Kita flashback sebentar ke tahun 80 an sewaktu masih zaman Orde Baru. Pada tanggal 5 Mei 1980 sejumlah tokoh nasional dan aktivis berkumpul di Jakarta menandatangani dan menyampaikan petisi ungkapan keprihatinan terhadap beberapa pernyataan dan sikap presiden Soeharto tentang Pancasila dan kebijakan pemerintahannya. Petisi tersebut dikenal sebagai "Petisi 50".
Petisi tersebut disebut Petisi 50 karena tokoh-tokoh yang menandatangani petisi berjumlah 50 orang. Mereka, para tokoh penanda tangan petisi bukanlah tokoh sembarangan.
Petisi 50 ditandatangani oleh sejumlah tokoh yang berjasa besar terhadap negeri ini, yang terdiri dari mantan perdana menteri, mantan pejabat tinggi, senior TNI/Polri, cendekiawan, akademisi, pengusaha, tokoh agama, dan tokoh masyarakat.Â
Mereka antara lain M. Natsir dan Burhanudin Harahap (keduanya mantan Perdana Menteri), Syafrudin Prawiranegara (mantan Kepala Pemerintah Darurat Indonesia), dan Mr. Kasman Singodimedjo (mantan Menteri Muda Kehakiman dan Ketua KNIP).
Kemudian ada 9 (sembilan) orang jenderal, yaitu Jenderal A.H. Nasution, Jenderal Jasin, Jenderal Ahmad Yunus Mokoginta, Letjen Ali Sadikin, Marsekal Madya Sujitno Sukirno, dan Jenderal Hoegeng Imam Santoso (mantan Kapolri yang disebut Gus Dur sebagai polisi jujur).
Selain itu ada nama Maqdir Ismail (pengacara), AM. Fatwa (tokoh agama), SK Trimurti (wartawan), Judilherry Justam (tokoh Malari), Anwar Harjono (tokoh Masyumi), Darsjaf Rahman (Sastrawan), Chris Siney Keytimu (Pendiri KNPI), dan lain-lain. Tokoh Petisi 50 lain yang tidak disebut di sini bukan berarti tokoh yang tidak penting. Ini hanya masalah efektivitas ruang saja.
Para tokoh Petisi 50 menunjukkan sikap dan melakukan tindakan yang sangat beresiko waktu itu tentu bukan karena mereka tidak mendapat jatah jabatan di pemerintahan, bukan karena mereka sakit hati, bukan karena sebagian mereka sudah tua dan tidak punya aktivitas, atau bukan karena sikap nyinyir. Mereka melakukan itu sebagai bentuk lain pengabdian mereka terhadap rakyat, bangsa, dan negara.
Mereka, para tokoh Petisi 50 bukanlah pahlawan kesiangan atau orang-orang yang cari panggung, sebab mereka bukanlah para keroco.
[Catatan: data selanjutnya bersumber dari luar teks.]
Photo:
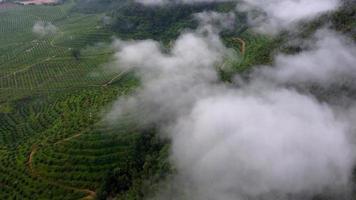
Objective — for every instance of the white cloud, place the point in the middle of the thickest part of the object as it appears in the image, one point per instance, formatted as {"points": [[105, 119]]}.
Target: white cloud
{"points": [[330, 60], [278, 15]]}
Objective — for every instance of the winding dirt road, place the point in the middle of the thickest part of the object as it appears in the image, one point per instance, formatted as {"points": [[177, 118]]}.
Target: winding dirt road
{"points": [[90, 193], [242, 44]]}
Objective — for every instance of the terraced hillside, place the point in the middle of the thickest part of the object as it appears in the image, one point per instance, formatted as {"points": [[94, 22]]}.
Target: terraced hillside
{"points": [[52, 91]]}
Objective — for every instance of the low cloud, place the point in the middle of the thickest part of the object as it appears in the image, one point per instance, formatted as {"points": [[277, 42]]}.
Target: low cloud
{"points": [[165, 2], [42, 28], [330, 60]]}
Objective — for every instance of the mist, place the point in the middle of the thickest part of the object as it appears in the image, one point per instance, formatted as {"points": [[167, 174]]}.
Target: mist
{"points": [[258, 138]]}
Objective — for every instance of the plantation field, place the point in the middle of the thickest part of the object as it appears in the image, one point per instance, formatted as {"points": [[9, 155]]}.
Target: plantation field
{"points": [[52, 91]]}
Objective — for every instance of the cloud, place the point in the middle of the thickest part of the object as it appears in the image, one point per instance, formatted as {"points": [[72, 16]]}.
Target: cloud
{"points": [[262, 138], [185, 69], [44, 28], [277, 15], [165, 2]]}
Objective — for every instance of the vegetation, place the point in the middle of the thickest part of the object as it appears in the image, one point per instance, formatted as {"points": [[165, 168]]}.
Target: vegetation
{"points": [[53, 91]]}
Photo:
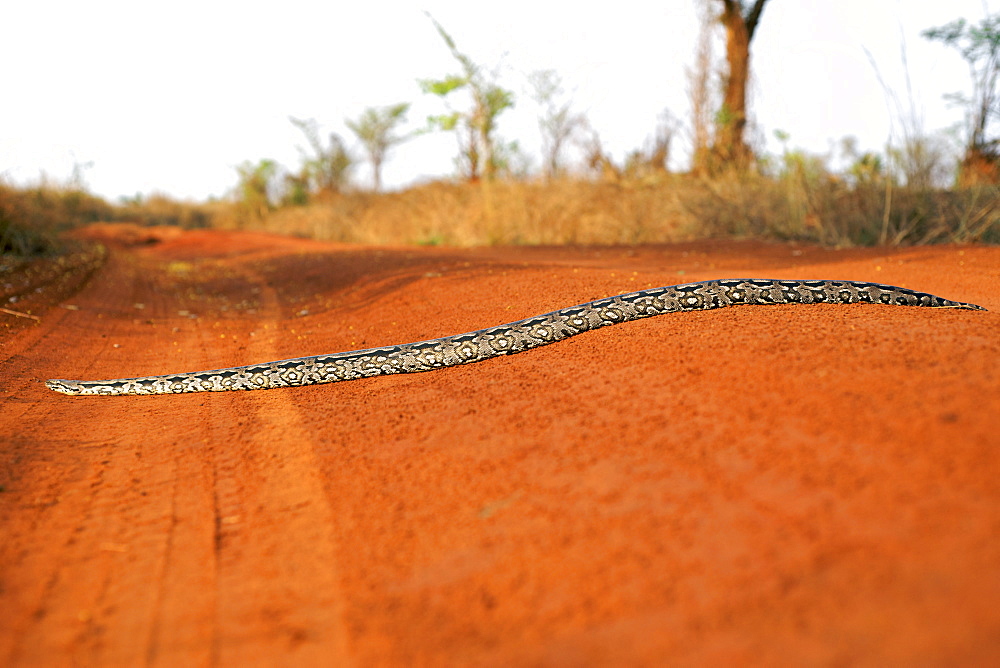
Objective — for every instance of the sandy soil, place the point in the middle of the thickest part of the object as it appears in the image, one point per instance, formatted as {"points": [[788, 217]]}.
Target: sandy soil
{"points": [[776, 485]]}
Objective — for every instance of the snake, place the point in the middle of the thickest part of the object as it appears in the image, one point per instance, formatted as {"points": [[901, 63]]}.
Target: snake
{"points": [[513, 337]]}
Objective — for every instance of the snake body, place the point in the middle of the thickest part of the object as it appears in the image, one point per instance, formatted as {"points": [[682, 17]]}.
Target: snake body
{"points": [[512, 337]]}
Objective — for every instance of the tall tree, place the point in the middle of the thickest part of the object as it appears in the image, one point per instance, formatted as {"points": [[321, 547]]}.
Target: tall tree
{"points": [[740, 20], [558, 123], [375, 130], [980, 47], [475, 128], [328, 169]]}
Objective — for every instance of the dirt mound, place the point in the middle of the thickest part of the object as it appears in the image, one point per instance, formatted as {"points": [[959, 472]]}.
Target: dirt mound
{"points": [[780, 485]]}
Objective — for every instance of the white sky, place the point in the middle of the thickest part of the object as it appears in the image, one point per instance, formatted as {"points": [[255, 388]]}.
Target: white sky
{"points": [[170, 96]]}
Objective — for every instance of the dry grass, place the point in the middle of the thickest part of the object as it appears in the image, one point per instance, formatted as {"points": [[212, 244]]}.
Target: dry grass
{"points": [[816, 207], [661, 209]]}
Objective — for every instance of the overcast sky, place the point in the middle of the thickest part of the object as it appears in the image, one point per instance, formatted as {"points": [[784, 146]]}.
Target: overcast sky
{"points": [[170, 96]]}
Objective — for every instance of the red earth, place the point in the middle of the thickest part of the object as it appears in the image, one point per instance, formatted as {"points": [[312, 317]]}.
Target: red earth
{"points": [[771, 485]]}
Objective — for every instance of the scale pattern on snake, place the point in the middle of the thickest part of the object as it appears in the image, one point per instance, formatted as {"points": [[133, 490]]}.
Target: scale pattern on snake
{"points": [[511, 338]]}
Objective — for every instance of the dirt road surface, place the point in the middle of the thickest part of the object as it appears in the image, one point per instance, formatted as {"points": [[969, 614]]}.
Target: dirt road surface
{"points": [[779, 485]]}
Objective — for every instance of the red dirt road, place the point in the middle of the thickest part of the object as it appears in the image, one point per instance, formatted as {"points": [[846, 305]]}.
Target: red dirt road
{"points": [[778, 485]]}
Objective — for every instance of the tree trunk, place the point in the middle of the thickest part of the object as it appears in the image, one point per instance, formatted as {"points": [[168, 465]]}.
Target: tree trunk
{"points": [[730, 145]]}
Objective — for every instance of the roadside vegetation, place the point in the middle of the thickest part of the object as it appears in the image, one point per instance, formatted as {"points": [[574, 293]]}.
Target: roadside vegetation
{"points": [[922, 188]]}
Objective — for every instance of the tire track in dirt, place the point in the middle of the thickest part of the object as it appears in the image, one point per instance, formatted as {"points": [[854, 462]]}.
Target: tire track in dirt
{"points": [[144, 535], [778, 485], [271, 482]]}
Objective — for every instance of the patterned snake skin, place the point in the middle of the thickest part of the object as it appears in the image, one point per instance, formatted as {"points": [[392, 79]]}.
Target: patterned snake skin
{"points": [[511, 338]]}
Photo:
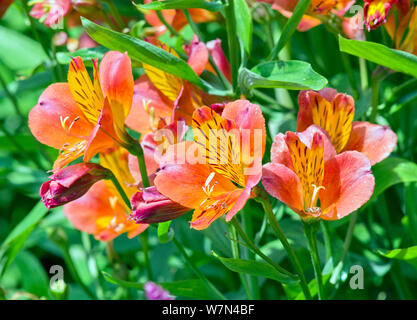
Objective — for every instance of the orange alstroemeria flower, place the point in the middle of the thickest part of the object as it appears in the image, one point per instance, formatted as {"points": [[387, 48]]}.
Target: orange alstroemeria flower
{"points": [[177, 19], [101, 211], [307, 175], [161, 98], [376, 11], [317, 8], [215, 173], [334, 112], [82, 117]]}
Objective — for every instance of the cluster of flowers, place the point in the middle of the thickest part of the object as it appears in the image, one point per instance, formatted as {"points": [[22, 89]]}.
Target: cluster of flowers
{"points": [[321, 171]]}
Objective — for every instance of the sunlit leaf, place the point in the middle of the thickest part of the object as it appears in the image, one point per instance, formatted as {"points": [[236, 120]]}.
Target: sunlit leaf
{"points": [[291, 75], [394, 59], [181, 4], [255, 268]]}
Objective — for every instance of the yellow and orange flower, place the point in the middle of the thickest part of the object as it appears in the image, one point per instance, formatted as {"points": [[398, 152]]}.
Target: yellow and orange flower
{"points": [[308, 175], [334, 112], [161, 98], [101, 211], [84, 117], [214, 174], [317, 8], [177, 19]]}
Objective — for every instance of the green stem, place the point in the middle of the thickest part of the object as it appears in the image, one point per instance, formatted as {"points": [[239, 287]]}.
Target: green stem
{"points": [[166, 24], [136, 149], [145, 247], [233, 44], [310, 230], [255, 249], [197, 272], [350, 74], [115, 13], [120, 190], [264, 200], [12, 98], [364, 74], [236, 255], [375, 97], [327, 240], [200, 36]]}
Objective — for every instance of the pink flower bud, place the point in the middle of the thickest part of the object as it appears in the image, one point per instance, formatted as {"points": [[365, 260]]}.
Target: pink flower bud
{"points": [[155, 292], [150, 206], [71, 183]]}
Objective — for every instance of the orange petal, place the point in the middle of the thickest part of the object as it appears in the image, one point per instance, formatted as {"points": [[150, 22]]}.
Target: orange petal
{"points": [[87, 94], [53, 121], [282, 183], [183, 181], [348, 184], [116, 81], [147, 100], [374, 141]]}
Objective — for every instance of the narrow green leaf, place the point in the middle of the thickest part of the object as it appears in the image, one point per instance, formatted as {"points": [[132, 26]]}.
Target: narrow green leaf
{"points": [[191, 288], [255, 268], [181, 4], [394, 59], [145, 52], [291, 75], [400, 254], [392, 171], [290, 27], [165, 233], [244, 26], [18, 236], [86, 54]]}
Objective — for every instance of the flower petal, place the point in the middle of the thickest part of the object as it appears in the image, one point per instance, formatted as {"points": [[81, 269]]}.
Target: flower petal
{"points": [[56, 113], [348, 184], [282, 183], [116, 81], [374, 141]]}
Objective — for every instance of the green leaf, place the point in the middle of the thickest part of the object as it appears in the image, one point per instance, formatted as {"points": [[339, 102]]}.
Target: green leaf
{"points": [[191, 288], [290, 27], [392, 171], [18, 236], [181, 4], [165, 233], [255, 268], [86, 54], [18, 51], [291, 75], [400, 254], [394, 59], [244, 25], [145, 52]]}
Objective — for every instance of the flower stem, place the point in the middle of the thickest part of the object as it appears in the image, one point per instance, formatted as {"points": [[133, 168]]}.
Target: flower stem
{"points": [[166, 24], [145, 247], [310, 230], [264, 200], [120, 190], [136, 149], [115, 13], [197, 272], [254, 248], [236, 255], [233, 44], [200, 36]]}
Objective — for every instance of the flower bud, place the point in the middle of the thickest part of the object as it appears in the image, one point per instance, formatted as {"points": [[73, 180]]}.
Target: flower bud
{"points": [[71, 183], [150, 206], [155, 292]]}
Jiwa patriot, jiwa pejuang, dan jiwa pengabdian mereka terhadap rakyat, bangsa, dan negara lah yang memanggil mereka sebagai respon terhadap pemerintahan Soeharto dengan Orde Barunya yang tidak on the right track.
Para tokoh Petisi 50 itu merasa kecewa terhadap presiden Soeharto, karena menurut mereka presiden Soeharto telah banyak menyimpang dari ketentuan dan semangat konstitusi. Mereka mengecam dan mengoreksi kebijakan ekonomi presiden Soeharto yang tidak adil. Mereka juga mengkritik keras penyalahgunaan kekuasaan sehingga KKN (Korupsi, Kolusi, Nepotisme) merajalela.
Apakah Petisi 50 merupakan gerakan anti pemerintah yang liar? Bagi presiden Soeharto dan pemerintahan Orde Barunya, serta para pendukung setia pasti akan mengatakan seperti itu. Padahal Petisi 50 merupakan gerakan konstitusional anak-anak bangsa untuk mengingatkan dan meluruskan kebijakan pemerintahan presiden Soeharto. Â Â
Presiden Soeharto sendiri mungkin tidak merasa bahwa kebijakan pemerintahannya banyak yang menyimpang atau keliru. Presiden Soeharto merasa bahwa semua kebijakan pemerintahannya baik-baik saja, tak ada yang keliru, dan oleh karena itu tak perlu ada pihak yang mengkritisi, mengoreksi, apalagi menyalahkannya.